ここからはゲートのチェックをうけて、発射場へ入っていく。

鉄骨が複雑に組みあわせられた塔が見える。中型ロケット発射場だ。ここも現在はつかわれていない。鉄骨には錆が浮いている。夏には雑草で埋もれそうだ。

この組立発射塔のたたずまいは、『ウルトラマン』に出てきた怪獣シーボーズを彷彿とさせる。あれは月ロケットと一緒に地球にやってきたという設定だったから、あながち無関係ではない気もする。

さらに奧にいくと、現在使用されている大型ロケット発射場につく。下車は許されずバス車内からの見学のみ。

大きなタンスのような建物が組立塔だ。名古屋の三菱重工で製造されたロケットが種子島へ運ばれてきたのち、ここで組み立てる。ひと月からひと月半かかるそうだ。正面扉は引き戸(世界最大だそうだ)になっていて、そこからドーリーがゆるゆると発射台まで引っぱっていく。

発射台の両脇に立つ紅白の鉄塔は避雷針。燃料の注入は発射台に据えつけられてからおこなわれる。

最後に、総合司令棟(RCC)をみる。発射の管制をする司令部で、前方の大きなスクリーンに向かって、飛行管制官をはじめ、管制員がずらりとならんでモニターをながめている場所。映画『アポロ13』でもおなじみの光景である。

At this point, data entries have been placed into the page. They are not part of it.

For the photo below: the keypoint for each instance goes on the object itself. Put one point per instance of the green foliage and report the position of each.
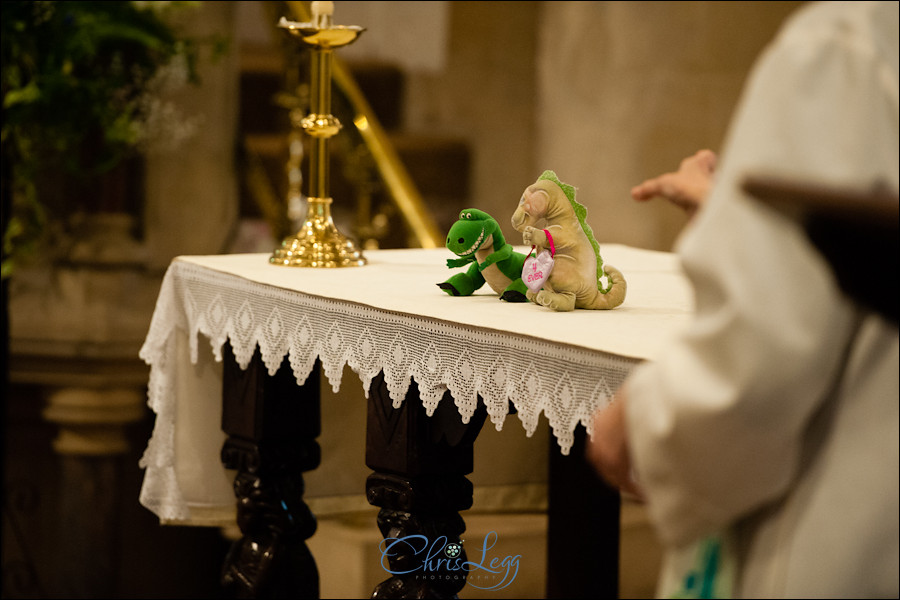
(75, 79)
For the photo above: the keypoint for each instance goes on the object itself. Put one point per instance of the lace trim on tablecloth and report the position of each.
(565, 383)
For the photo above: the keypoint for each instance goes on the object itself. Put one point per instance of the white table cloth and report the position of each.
(386, 316)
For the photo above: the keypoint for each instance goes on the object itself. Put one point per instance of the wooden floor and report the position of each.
(346, 551)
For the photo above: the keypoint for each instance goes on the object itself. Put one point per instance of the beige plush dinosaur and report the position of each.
(548, 206)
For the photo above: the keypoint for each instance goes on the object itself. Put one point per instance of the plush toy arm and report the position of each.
(496, 257)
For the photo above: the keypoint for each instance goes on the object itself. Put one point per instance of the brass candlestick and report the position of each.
(319, 243)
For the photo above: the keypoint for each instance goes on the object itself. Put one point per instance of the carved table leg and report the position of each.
(420, 464)
(271, 424)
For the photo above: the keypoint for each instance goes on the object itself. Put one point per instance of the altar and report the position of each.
(447, 363)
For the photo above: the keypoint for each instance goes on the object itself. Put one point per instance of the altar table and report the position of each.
(436, 364)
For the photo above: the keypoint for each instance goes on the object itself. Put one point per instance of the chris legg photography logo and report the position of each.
(441, 559)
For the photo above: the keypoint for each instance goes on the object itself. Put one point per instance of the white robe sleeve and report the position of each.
(716, 424)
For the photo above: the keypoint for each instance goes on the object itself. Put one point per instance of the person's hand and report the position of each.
(608, 449)
(686, 188)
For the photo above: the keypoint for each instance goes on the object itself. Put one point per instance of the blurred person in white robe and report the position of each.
(770, 427)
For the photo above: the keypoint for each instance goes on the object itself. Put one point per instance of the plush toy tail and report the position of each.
(616, 294)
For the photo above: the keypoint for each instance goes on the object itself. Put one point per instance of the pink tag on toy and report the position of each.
(536, 270)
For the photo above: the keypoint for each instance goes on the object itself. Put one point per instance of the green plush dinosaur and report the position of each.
(476, 238)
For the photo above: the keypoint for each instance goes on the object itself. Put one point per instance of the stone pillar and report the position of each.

これも、ヒューストンで見学したNASAのそれと比べるなら、お台場ガンダムとガンプラくらいの違いがある。正面スクリーンは市販の(?)壁掛けプラズマディスプレイだし、手許のモニタも失礼ながらしょぼく、管制卓も前後二列しかない。気分的にはやや拍子抜け感がないでもないのだが、説明によれば、電子機器が発達したためこのくらいの規模で十分なのだそうだ。

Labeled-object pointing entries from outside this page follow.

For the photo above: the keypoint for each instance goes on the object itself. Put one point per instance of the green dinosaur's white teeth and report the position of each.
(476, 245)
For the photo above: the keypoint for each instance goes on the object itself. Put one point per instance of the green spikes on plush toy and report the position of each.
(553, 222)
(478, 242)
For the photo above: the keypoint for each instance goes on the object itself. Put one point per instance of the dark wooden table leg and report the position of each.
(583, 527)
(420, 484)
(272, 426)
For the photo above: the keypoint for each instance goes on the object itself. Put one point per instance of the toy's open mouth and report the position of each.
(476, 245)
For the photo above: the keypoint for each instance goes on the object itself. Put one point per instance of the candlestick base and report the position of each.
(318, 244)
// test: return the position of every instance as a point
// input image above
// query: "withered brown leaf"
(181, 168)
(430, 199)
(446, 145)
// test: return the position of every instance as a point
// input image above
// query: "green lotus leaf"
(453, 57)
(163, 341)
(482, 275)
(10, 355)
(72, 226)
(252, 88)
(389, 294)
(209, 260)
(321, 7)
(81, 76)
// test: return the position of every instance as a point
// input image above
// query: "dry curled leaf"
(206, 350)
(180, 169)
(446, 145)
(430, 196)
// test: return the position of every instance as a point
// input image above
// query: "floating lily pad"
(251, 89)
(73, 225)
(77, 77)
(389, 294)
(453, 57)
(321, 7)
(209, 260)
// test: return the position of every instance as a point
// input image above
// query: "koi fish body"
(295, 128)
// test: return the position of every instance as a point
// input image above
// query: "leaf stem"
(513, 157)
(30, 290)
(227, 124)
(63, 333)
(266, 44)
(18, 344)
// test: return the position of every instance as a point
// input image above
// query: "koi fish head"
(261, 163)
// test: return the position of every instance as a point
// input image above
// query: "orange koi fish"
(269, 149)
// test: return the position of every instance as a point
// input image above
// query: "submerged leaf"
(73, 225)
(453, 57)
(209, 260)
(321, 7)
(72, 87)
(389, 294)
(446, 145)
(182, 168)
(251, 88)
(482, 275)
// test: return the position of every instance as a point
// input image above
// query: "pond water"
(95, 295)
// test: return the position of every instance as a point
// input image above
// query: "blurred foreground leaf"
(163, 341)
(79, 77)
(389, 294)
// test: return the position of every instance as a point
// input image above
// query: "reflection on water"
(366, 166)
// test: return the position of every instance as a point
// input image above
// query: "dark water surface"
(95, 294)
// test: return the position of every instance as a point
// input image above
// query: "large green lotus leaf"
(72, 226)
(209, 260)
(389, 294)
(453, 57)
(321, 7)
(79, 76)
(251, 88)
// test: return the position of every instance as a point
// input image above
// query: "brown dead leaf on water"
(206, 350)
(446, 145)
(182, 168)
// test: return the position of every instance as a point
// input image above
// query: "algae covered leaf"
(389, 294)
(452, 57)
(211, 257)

RCCの壁にポスターが飾ってあった。宇宙ものの映画の宣伝みたいだが、そうではなく、国際宇宙ステーションの告知であった。あえてこういうデザインにしているのだろうけれど、現実とフィクションとが相互に浸透しあっているさまを見てとることができる。

というわけで、見学ツアーは見どころ満載、たいへん充実していた。ちなみに費用はかからない。発射当日などをのぞけば、いつでも誰でも見学歓迎とのこと。

さらにこのツアーにはキャラまでいるらしい。参加者にはステッカーが配られる。JAXAの広報啓蒙活動はなかなか気合いが入っている。「はやぶさ」で記録映画のみならず商業劇映画が何本もつくられてしまうような状況も、わからなくもない。

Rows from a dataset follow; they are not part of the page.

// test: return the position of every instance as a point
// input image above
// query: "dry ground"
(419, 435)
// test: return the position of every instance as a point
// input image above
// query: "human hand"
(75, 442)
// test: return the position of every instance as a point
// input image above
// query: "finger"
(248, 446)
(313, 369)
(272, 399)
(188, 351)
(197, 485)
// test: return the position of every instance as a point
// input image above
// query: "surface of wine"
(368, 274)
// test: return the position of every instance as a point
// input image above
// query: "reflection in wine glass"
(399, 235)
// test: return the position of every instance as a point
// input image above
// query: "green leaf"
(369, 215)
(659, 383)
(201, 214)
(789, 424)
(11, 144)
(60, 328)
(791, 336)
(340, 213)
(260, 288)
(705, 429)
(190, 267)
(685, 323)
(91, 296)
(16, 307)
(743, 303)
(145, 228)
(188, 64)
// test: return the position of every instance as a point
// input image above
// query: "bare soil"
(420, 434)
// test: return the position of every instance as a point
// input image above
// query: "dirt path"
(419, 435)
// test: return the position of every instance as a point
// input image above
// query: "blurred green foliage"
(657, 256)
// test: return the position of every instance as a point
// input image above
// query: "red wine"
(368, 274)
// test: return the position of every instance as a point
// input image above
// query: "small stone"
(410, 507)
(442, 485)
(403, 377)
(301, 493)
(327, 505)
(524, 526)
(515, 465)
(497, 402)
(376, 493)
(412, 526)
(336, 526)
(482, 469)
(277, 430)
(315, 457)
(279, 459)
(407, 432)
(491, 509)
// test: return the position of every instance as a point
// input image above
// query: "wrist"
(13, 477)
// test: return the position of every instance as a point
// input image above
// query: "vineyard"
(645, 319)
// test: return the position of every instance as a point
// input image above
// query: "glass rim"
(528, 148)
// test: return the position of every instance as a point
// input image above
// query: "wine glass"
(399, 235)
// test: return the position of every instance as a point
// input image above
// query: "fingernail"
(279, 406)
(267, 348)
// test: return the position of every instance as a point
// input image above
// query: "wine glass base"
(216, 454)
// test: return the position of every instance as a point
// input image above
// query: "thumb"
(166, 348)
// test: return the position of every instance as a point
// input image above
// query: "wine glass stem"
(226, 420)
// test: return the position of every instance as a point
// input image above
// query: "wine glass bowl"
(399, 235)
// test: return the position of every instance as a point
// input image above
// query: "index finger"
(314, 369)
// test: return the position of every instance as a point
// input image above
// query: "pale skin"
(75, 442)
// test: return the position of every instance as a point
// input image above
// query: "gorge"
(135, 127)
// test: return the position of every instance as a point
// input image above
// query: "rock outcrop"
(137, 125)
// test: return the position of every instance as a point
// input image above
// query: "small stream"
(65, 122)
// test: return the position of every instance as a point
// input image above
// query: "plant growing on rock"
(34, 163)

 ▲左が宇宙科学技術館のパンフ、右上が「はやぶさ」カプセル展でもらった絵葉書、右下がツアー参加者に配付されるステッカー

密度の濃い90分を終えて再び科学技術宇宙館まで戻り解散となった。このあとゼミ生たちと裏手の砂浜に夕陽をながめに行ったのは、先述のとおりである。